W kwietniu nominację do nagrody ŁelDan 2019 dostaje kasza z hummusem, ta jest akurat z Lidla “Pomysł na każdy dzień. Bulgur z hummusem i pastą pomidorową”. Traktuję tu Lidla jako frontmana kategorii, ale tego typu produkty znajdziecie też w Biedronce czy innych sklepach. Czytajcie tylko składy, żeby nie okazało się, że jednak nie jest aż tak kolorowo.
Nie jest to z mojej strony promocja plastikowych opakowań, plastik eliminuję ze swojego życia z każdym dniem coraz bardziej skutecznie. Nie jest to też promocja żywności przetworzonej czy jedzenia poza domem, bo stawiam najbardziej na prostą żywność jak najmniej przetworzoną, a jedzenie do pracy czy w trasę najczęściej zabieram przygotowane dzień wcześniej czy tego samego dnia rano w domu.
Dlaczego zatem ten fastfood?
To nie jest jakieś mistrzostwo świata, turbo skład czy top of the top ale pokazuję go tu z trzech przyczyn:
- po pierwsze chcę pokazać, że da się na szybko kupić coś, co NIE jest batonem, czipsami lub innym słabym wyborem,
- po drugie jak widać da się kupić coś w cenie czipsy+baton, drożdżówka+kola, 2 buły+kiełba, pseudo-zdrowe ciastka itd., co nie jest toną cukru czy tłuszczu.
- po trzecie długi, skład nie zawsze oznacza totalny dramat – tu jest sporo składników, ale nie ma np. tłuszczów częściowo utwardzonych, sztucznych barwników, tony wypełniaczy z wodą czy konserwantów.
Długi skład.
Owszem, ale jest to produkt dość złożony, dwuwarstwowy.
Całość stanowi źródło węglowodanów złożonych, tłuszczu, białka i błonnika.

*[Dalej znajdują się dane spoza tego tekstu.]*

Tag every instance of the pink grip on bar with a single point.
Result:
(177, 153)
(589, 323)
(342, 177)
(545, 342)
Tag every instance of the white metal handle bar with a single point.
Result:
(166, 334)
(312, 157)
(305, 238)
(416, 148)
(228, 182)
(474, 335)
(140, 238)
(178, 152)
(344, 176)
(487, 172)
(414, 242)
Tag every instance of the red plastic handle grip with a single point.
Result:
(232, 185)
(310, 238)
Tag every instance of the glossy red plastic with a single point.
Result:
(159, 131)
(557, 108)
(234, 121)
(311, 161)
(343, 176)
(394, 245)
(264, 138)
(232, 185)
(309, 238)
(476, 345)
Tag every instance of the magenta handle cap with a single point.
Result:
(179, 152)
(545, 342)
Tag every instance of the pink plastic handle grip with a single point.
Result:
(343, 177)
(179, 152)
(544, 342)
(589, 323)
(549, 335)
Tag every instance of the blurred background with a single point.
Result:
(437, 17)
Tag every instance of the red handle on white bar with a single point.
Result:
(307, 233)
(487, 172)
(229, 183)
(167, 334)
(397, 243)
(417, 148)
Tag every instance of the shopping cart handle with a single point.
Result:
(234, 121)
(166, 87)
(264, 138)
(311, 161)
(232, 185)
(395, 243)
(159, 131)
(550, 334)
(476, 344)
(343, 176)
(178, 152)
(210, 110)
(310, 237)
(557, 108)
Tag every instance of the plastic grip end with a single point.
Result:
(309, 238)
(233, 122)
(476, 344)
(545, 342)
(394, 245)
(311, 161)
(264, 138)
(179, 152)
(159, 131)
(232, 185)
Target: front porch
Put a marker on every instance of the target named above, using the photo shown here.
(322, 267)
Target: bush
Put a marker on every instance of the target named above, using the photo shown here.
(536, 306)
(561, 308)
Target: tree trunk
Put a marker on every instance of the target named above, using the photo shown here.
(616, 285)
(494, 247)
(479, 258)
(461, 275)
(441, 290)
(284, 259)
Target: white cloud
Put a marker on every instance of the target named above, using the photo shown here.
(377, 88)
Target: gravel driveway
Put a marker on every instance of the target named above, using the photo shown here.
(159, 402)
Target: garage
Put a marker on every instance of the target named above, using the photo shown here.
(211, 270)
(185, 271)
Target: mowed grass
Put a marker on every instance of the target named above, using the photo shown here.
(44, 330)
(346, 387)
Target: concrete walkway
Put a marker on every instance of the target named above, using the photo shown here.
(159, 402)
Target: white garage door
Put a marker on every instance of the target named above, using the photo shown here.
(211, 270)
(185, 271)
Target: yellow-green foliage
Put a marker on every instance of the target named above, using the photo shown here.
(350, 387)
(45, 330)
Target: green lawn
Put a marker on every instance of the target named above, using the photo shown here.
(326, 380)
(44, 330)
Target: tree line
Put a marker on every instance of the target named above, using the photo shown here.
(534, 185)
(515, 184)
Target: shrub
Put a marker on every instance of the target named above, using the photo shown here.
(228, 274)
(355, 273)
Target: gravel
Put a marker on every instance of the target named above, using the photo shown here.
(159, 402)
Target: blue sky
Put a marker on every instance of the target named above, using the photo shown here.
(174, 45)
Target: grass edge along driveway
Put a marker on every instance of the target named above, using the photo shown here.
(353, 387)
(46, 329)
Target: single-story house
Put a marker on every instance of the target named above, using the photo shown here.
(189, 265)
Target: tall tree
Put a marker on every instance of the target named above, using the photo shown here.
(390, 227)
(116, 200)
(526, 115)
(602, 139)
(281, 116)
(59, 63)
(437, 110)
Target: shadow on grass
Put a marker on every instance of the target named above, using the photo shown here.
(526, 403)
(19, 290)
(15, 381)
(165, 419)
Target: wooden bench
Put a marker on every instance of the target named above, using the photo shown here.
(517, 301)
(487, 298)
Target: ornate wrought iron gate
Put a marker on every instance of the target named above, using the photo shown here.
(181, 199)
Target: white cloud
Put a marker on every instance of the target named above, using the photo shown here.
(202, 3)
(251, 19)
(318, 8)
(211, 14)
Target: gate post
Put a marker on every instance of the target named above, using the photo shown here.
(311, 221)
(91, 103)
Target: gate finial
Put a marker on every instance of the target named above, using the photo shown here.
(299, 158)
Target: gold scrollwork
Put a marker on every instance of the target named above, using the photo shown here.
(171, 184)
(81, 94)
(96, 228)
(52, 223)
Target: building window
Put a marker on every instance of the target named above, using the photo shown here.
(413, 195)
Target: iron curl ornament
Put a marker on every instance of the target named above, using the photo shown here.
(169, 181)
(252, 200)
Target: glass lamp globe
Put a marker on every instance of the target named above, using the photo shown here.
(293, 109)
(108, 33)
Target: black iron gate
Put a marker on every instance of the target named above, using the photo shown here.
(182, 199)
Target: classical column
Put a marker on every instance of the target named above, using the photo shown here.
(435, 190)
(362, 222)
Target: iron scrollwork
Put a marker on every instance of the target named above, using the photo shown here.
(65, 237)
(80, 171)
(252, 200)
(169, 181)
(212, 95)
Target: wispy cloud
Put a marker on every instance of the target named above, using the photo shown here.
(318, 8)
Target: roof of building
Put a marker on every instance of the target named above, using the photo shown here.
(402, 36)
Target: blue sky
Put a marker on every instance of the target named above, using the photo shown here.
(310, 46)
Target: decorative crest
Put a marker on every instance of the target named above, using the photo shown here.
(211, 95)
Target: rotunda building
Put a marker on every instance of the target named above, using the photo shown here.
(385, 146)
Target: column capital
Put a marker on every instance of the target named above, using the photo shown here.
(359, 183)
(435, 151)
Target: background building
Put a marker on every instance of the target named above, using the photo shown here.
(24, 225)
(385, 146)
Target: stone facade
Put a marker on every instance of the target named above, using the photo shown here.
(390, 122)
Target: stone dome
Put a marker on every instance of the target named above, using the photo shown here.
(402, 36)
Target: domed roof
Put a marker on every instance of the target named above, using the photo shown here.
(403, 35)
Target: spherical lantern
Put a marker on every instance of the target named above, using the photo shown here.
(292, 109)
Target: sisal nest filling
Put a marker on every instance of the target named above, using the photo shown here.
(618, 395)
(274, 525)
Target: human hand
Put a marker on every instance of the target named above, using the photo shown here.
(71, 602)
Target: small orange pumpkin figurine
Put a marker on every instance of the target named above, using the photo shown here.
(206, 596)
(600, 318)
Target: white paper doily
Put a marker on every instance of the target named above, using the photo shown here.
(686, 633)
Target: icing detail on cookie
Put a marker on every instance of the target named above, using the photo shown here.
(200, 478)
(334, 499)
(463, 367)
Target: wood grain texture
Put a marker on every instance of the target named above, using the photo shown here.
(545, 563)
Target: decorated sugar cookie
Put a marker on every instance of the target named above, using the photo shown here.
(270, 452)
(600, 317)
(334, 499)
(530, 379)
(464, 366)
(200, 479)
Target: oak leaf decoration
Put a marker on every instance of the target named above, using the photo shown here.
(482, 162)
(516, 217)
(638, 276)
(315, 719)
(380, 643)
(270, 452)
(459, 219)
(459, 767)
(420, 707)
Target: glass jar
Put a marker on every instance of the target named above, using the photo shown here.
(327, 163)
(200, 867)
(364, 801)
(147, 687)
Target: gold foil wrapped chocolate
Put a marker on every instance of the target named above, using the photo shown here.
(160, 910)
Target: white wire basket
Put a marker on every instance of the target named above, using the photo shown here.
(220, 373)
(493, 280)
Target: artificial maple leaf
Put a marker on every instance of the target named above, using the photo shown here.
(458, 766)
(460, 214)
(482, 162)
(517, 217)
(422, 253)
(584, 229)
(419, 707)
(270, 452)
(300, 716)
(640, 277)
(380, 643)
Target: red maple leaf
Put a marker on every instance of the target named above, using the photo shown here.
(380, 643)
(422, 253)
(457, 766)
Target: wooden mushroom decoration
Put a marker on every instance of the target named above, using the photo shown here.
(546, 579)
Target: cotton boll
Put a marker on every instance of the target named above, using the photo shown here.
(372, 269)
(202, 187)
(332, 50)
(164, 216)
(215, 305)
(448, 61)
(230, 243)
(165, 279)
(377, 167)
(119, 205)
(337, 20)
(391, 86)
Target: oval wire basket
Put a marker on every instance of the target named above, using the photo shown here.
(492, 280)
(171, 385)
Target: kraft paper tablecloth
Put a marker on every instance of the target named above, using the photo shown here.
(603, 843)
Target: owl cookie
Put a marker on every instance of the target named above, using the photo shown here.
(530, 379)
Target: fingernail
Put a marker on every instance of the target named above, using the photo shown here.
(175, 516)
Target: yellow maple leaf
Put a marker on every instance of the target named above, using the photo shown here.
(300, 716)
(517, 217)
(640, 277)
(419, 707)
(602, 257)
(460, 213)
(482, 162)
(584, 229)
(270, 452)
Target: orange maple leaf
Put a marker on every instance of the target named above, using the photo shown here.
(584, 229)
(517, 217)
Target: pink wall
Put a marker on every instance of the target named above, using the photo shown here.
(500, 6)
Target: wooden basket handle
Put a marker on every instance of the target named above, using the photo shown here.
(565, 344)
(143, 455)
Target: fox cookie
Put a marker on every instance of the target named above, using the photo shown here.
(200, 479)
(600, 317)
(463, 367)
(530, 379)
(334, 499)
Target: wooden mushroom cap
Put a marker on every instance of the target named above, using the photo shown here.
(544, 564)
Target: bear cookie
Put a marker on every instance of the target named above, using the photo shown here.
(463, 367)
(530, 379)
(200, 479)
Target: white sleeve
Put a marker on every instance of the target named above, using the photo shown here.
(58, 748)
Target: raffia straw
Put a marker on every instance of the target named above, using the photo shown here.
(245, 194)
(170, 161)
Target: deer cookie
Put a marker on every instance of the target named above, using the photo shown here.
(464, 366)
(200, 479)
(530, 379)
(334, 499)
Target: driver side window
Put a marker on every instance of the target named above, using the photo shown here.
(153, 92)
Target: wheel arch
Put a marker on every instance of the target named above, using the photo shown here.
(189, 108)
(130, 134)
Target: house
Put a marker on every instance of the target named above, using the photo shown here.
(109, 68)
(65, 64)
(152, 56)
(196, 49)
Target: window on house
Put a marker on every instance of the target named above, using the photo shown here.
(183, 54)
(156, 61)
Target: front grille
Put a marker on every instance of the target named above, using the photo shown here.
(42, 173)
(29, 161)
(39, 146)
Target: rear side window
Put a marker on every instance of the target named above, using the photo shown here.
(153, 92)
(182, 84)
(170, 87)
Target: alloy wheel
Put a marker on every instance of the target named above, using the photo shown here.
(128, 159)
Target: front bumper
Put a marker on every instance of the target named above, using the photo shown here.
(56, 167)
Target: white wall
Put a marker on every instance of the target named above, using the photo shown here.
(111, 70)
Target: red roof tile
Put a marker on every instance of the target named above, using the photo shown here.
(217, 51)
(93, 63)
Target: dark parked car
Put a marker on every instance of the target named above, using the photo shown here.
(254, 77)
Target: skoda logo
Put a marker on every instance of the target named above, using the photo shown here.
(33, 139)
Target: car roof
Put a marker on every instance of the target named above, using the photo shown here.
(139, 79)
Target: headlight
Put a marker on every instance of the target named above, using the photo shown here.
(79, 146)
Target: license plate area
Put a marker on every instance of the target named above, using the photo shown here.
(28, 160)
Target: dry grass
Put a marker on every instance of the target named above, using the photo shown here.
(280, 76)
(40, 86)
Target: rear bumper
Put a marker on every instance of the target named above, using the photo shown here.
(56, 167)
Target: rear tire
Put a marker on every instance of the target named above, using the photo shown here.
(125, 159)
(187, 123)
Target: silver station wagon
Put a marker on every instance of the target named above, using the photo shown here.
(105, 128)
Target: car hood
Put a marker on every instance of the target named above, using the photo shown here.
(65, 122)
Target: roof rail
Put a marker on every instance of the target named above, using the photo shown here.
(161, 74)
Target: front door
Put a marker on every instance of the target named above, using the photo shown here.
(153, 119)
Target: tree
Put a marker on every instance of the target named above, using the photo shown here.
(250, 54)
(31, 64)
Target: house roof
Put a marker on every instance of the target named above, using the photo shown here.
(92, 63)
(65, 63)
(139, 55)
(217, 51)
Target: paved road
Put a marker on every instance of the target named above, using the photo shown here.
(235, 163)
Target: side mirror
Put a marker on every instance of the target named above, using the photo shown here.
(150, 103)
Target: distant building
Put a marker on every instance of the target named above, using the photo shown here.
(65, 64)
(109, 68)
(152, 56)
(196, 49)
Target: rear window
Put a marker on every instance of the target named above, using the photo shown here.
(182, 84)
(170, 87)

Baton czy ciastka to głównie cukier+tłuszcz, czipsy to węgle+tłuszcz.
Wartości odżywcze są bardzo zrównoważone, odpowiednio: ok. 20g, ok. 9g, ok. 6g, ok. 3g, przy niskiej zawartości tłuszczów nasyconych (ok. 1g) oraz cukrów prostych (1.4g).
Czyli jeść?
Nie. To niestety nie jest tak, że teraz olejmy wszyscy gotowanie i rzućmy się na przetworzone produkty w plastiku.
ALE – wiele razy byłam w sytuacji, gdy miałam spotkanie, byłam spóźniona bo pociąg, samolot, korek, a obok był tylko lidl, biedronka czy sklep z gazetami i jedzeniem. Kanapki i orzechy na czarną godzinę dawno się skończyły, byłam głodna i miałam 5 minut na zakup + zjedzenie. W takich sytuacjach takie rozwiązanie ratowało mnie przed zakupem byle czego i gorszym samopoczuciem podczas pracy.
Jest tylko jeden warunek – szukajcie gotowców Z DOBRYM lub lepszym składem. Bez tony byle jakiego tłuszczu, utwardzonych i częściowo utwardzonych, bez niepotrzebnych w takich produktach większych ilości cukru oraz jeśli zjadacie to od razu to bez konserwantów.
Well done wszyscy, którzy robią dobre rzeczy!